Ridgley Joanne, Raison Nicholas, Sheikh M Iqbal, Dasgupta Prokar, Khan M Shamim, Ahmed Kamran
GKT School of Medicine, King's College London, London, UK.
Urology Department, Guy's Hospital, Guy's and St Thomas Trust, London, UK.
Turk J Urol. 2017 Mar;43(1):1-8. doi: 10.5152/tud.2017.59458. Epub 2017 Mar 1.
Ischaemic priapism is a rare condition characterised by little or no cavernosal blood flow, pain and rigidity of the penis. Immediate intervention is required to restore blood flow, prevent necrosis and erectile dysfunction. This review was conducted to determine the best course of treatment and identify areas in current guidelines to which improvements could be made.
PubMed, Ovid, MEDLINE (1946-December 2016) and the Cochrane Library were searched as sources for literature. Key studies in each of the areas of management were identified and analysed.
A total of 45 articles were reviewed. The first step in treatment should be aspiration of corporeal blood. Further studies are needed to make firm recommendations as to whether irrigation should follow, as currently literature is inconclusive. If this fails to cause detumescence, sympathomimetics should be injected. The sympathomimetic of choice is phenylephrine as it is effective, specific and causes minimal cardiovascular side effects. It should be injected at a concentration of 100-500 μg/mL, with 1 mL being injected every 3-5 minutes for up to an hour (maximum 1mg in an hour). Surgical shunting is the next step, except in the cases of delayed priapism (48-72 hours duration) where immediate penile prosthesis insertion may be considered more appropriate. Distal shunts should be performed first, followed by proximal ones to minimise damage leading to erectile dysfunction. There exists little evidence recommending one shunting procedure over another. The final intervention is insertion of a penile prosthesis. Literature suggests that an inflatable prosthesis inserted immediately will yield the greatest patient satisfaction.

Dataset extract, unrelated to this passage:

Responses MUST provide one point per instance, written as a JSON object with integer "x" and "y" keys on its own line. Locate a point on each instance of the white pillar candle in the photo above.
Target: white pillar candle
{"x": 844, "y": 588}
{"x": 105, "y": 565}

A review of the literature has highlighted areas in which further research needs to be done to make conclusive recommendations, including whether irrigation should accompany aspiration and efficacy of shunting procedures. Further studies are required to ensure that patients receive the treatment most likely to cause detumescence and maintain erectile function.
缺血性阴茎异常勃起是一种罕见病症,其特征为海绵体血流量极少或无血流、阴茎疼痛且僵硬。需要立即进行干预以恢复血流、预防坏死及勃起功能障碍。开展本综述旨在确定最佳治疗方案,并找出当前指南中可改进之处。
检索了PubMed、Ovid、MEDLINE(1946年至2016年12月)及Cochrane图书馆作为文献来源。确定并分析了各管理领域的关键研究。
共审查了45篇文章。治疗的第一步应是抽吸海绵体血液。由于目前文献尚无定论,因此是否应随后进行冲洗还需要进一步研究以做出确切推荐。若这未能导致消肿,则应注射拟交感神经药。首选的拟交感神经药是去氧肾上腺素,因为它有效、具有特异性且引起的心血管副作用最小。应以100 - 500μg/mL的浓度注射,每3 - 5分钟注射1mL,持续1小时(1小时内最大剂量为1mg)。下一步是进行手术分流,但对于延迟性阴茎异常勃起(持续48 - 72小时)的情况,可考虑更适合立即插入阴茎假体。应首先进行远端分流,然后进行近端分流,以尽量减少导致勃起功能障碍的损伤。几乎没有证据表明一种分流手术优于另一种。最后的干预措施是插入阴茎假体。文献表明,立即插入可膨胀假体将使患者满意度最高。
文献综述突出了需要进一步研究以做出确切推荐的领域,包括抽吸时是否应进行冲洗以及分流手术的疗效。需要进一步研究以确保患者接受最有可能导致消肿并维持勃起功能的治疗。